** Milestone 1 - Respond to RateLimitExceeded messages Planned completion date: 2016-03-28
For this milestone, we plan to complete implementation of responding to an Amazon RateLimitExceeded error via an exponential back-off algorithm recommended by Amazon engineers.
More specifically, the EC2 GAHP will now examine each Amazon result code for the RateLimitExceeded error. If the GAHP finds it, it will wait until the exponential back-off period has expired before re-sending the failed request and sending any subsequent requests. If that back-off period would result in waiting long enough for the signature on the RPC we need to retry to expire (~5 minutes), the GAHP will fail the request immediately.
We will add a configurable throttle to limit the rate at which the GAHP will send requests to the EC2 server.

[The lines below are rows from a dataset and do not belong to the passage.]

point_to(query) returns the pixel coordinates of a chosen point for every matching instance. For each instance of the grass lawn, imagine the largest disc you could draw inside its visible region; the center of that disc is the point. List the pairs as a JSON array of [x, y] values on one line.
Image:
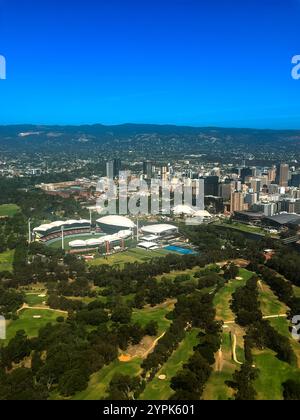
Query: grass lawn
[[160, 390], [243, 227], [223, 297], [99, 382], [282, 325], [174, 274], [134, 255], [273, 373], [6, 260], [30, 325], [57, 243], [296, 291], [158, 314], [34, 299], [216, 389], [9, 210], [270, 304]]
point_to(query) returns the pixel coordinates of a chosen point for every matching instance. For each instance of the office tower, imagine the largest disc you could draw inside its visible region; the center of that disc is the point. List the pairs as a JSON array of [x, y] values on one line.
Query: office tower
[[113, 167], [237, 201], [110, 170], [147, 169], [282, 175], [225, 191], [211, 186], [272, 174], [117, 166], [295, 181], [251, 198], [164, 173], [245, 172]]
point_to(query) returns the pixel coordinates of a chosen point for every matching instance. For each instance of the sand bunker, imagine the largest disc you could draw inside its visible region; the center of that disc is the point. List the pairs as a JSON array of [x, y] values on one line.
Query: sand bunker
[[124, 358]]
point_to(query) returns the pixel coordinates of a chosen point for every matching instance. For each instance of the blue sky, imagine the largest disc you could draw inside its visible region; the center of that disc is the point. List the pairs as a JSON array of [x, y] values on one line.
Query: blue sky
[[212, 62]]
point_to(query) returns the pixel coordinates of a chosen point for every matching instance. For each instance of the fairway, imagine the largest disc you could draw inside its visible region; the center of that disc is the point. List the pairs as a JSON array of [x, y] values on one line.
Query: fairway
[[30, 325], [216, 389], [158, 314], [269, 303], [9, 210], [99, 382], [223, 297], [160, 389], [35, 299], [282, 325], [6, 260], [273, 373]]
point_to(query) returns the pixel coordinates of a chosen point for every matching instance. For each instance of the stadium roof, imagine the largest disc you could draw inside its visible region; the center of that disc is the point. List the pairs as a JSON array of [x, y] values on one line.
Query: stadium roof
[[117, 221], [60, 224], [158, 229], [147, 245], [183, 209], [97, 241], [284, 218], [202, 213]]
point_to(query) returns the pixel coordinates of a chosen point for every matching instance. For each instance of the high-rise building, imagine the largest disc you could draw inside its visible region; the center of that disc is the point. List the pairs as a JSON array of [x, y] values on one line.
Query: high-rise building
[[148, 169], [282, 176], [295, 181], [245, 172], [225, 191], [237, 202], [211, 186], [272, 174], [113, 167]]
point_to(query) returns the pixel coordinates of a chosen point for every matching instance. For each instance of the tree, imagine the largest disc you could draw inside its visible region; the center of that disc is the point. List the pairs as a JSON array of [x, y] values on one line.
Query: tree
[[291, 390], [73, 381], [122, 315]]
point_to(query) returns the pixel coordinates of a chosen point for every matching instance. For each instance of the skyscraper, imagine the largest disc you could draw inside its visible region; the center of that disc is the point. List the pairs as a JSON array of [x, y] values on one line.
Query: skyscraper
[[211, 186], [272, 174], [147, 169], [237, 201], [282, 177], [113, 168], [245, 172]]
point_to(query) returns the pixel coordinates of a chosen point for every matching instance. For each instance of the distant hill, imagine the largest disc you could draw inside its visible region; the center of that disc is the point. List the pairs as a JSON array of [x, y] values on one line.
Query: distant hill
[[150, 140]]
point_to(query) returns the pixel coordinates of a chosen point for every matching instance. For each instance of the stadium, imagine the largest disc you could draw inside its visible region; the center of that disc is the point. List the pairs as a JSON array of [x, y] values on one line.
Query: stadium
[[160, 230], [106, 240], [114, 224], [52, 231]]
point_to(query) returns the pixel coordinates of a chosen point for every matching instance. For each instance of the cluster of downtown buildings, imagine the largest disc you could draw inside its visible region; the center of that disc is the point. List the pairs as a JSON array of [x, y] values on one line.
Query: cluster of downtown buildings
[[228, 190]]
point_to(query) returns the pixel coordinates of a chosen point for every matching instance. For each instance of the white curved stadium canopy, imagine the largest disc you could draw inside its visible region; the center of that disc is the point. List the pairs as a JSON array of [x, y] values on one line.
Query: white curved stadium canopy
[[60, 224], [117, 221]]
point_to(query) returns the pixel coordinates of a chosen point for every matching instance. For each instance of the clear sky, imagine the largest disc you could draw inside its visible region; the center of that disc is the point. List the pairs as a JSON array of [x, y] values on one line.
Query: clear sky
[[194, 62]]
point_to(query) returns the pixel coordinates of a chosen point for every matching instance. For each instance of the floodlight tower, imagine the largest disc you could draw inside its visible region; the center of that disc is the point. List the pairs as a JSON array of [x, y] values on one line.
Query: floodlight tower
[[137, 229], [62, 238], [29, 231], [90, 210]]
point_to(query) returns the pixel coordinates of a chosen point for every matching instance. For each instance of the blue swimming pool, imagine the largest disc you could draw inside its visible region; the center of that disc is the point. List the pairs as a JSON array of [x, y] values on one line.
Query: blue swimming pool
[[183, 251]]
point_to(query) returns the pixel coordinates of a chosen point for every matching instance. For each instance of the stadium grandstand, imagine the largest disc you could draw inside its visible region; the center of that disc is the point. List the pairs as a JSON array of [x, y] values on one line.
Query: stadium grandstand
[[103, 240], [52, 231], [160, 230], [114, 224]]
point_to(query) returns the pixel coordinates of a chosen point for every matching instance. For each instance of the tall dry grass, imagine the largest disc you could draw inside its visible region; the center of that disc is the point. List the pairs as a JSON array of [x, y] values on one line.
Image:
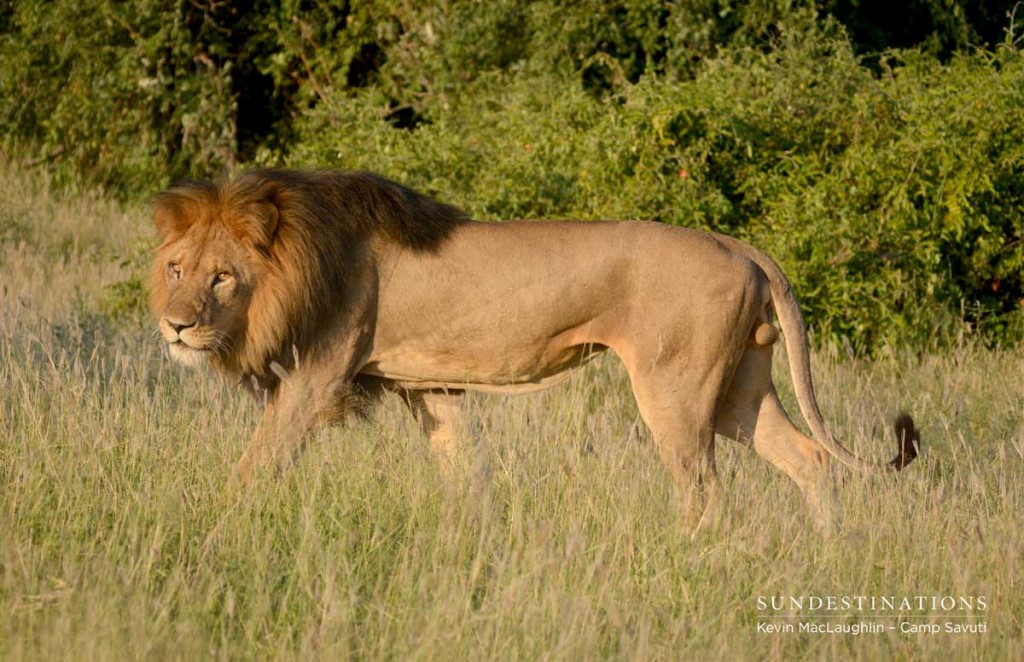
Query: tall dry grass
[[121, 536]]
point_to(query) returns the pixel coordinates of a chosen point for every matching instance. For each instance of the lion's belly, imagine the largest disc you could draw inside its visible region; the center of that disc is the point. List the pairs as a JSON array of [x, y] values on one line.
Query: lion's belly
[[516, 305], [493, 367]]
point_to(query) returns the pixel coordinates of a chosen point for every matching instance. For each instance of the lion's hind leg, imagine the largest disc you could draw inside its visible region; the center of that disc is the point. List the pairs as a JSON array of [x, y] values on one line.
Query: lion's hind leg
[[440, 415], [752, 414], [684, 431]]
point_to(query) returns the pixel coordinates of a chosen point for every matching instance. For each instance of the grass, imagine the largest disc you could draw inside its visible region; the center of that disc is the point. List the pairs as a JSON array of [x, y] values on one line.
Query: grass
[[123, 537]]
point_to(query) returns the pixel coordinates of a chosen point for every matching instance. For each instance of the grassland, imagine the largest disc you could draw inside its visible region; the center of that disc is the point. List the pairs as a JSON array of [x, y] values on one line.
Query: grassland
[[122, 537]]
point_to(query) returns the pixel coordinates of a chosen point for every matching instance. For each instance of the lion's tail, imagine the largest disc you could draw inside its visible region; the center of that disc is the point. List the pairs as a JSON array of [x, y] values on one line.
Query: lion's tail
[[795, 332]]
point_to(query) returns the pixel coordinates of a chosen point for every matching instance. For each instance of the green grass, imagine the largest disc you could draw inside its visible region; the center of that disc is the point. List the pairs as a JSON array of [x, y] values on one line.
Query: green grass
[[122, 536]]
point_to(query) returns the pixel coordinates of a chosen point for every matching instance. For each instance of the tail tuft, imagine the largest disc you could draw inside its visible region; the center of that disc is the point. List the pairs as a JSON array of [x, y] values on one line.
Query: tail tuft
[[908, 439]]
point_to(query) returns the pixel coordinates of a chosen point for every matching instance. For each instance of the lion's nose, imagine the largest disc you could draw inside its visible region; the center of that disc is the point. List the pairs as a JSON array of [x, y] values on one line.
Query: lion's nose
[[178, 325]]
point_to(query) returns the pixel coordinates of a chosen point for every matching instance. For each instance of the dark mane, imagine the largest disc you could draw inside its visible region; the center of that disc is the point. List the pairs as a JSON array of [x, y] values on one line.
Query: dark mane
[[355, 204], [310, 231]]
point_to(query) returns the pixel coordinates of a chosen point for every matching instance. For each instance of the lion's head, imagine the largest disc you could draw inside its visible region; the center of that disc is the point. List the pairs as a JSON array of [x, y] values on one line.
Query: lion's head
[[249, 269]]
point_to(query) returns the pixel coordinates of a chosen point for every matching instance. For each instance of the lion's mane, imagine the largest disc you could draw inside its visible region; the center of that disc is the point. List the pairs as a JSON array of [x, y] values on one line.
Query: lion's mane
[[307, 231]]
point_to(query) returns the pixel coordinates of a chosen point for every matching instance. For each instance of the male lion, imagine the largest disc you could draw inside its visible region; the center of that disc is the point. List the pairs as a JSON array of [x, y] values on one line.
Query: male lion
[[313, 288]]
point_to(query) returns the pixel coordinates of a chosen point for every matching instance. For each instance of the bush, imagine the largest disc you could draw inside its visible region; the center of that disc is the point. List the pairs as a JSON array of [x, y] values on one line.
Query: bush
[[891, 194], [895, 203]]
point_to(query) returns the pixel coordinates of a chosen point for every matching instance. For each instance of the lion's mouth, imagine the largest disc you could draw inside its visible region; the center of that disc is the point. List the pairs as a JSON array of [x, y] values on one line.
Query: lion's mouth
[[187, 354]]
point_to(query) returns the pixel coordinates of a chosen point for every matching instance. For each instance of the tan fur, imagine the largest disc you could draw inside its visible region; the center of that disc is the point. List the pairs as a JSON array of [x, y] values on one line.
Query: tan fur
[[317, 289]]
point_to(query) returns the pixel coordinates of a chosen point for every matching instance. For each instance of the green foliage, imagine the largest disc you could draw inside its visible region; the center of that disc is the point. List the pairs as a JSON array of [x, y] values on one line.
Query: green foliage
[[890, 201], [891, 194]]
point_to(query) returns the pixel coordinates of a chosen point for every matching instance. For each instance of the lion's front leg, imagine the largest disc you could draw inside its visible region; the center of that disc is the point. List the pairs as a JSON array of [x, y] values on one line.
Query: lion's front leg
[[301, 403]]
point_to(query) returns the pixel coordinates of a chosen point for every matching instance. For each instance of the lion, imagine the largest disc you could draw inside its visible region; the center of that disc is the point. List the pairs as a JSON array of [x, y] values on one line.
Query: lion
[[316, 289]]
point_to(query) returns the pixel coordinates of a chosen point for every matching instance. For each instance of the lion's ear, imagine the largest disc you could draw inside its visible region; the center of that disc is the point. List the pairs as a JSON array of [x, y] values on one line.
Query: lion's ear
[[258, 225]]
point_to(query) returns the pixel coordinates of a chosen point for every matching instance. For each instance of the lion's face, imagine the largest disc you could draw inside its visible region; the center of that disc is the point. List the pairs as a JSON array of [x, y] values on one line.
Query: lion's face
[[205, 281]]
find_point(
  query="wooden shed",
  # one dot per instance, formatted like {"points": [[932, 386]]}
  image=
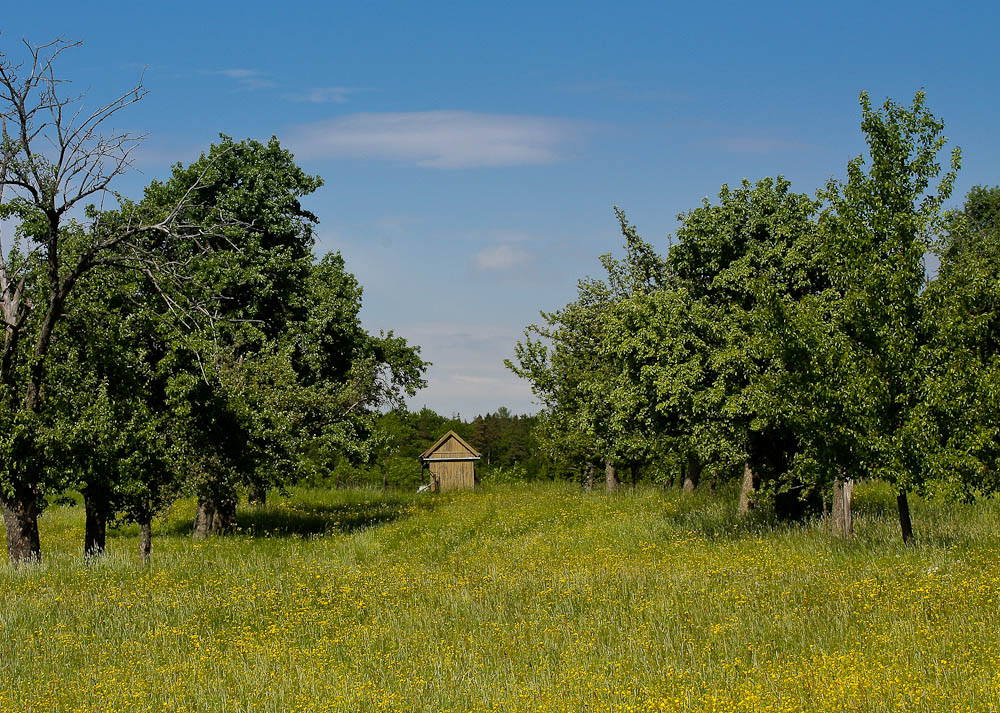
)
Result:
{"points": [[451, 462]]}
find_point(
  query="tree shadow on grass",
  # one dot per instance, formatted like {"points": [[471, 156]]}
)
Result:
{"points": [[298, 519]]}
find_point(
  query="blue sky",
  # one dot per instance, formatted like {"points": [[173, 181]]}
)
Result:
{"points": [[472, 152]]}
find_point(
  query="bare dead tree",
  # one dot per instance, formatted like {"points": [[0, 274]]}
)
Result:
{"points": [[59, 158]]}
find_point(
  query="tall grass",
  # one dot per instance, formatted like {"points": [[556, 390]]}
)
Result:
{"points": [[513, 598]]}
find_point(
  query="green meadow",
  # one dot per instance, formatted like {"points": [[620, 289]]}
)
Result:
{"points": [[513, 598]]}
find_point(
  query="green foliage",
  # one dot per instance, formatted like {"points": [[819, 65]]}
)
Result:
{"points": [[555, 600], [960, 409]]}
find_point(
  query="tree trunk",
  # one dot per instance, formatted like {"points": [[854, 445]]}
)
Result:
{"points": [[748, 490], [20, 519], [905, 524], [692, 474], [843, 496], [204, 518], [216, 515], [224, 521], [610, 477], [145, 540], [257, 495], [95, 503]]}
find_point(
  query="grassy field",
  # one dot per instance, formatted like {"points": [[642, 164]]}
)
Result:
{"points": [[514, 598]]}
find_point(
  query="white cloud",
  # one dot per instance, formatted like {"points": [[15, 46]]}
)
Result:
{"points": [[499, 257], [437, 139], [248, 78], [326, 95], [468, 375]]}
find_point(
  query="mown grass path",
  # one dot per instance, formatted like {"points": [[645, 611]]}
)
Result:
{"points": [[516, 598]]}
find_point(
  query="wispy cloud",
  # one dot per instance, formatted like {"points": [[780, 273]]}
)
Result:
{"points": [[438, 139], [500, 257], [326, 95], [248, 79]]}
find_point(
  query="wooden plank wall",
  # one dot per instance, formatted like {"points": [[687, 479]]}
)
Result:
{"points": [[453, 475]]}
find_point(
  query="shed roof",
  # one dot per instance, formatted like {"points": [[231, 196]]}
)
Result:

** Milestone 2 - Reduce number of requests sent to Amazon Planned completion date: 2016-03-28
We plan to significantly reduce the number of job-specific requests made by HTCondor to Amazon. This should reduce the frequency with which we encounter the RateLimitExceeded error.
Currently each EC2 job submitted to HTCondor results in four requests made to Amazon:
submit spot instance request
cancel spot instance request
tag instance
remove instance upon a condor_rm
We believe we can reduce this to just one request. Item 2 can be eliminated by making the spot request a "fire-once" request upon submission. Item 3 can be eliminated by not requesting a tag in the job submit file (currently Johns does not typically use the tags). Item 4 can be eliminated by having the glidein jobs themselves shutdown the instance when the startd has not had any claimed slots for more than X minutes, instead of relying on the factory to perform a condor_rm of the EC2 job. To facilitate this, we will produce an HTCondor config recipe for John to use.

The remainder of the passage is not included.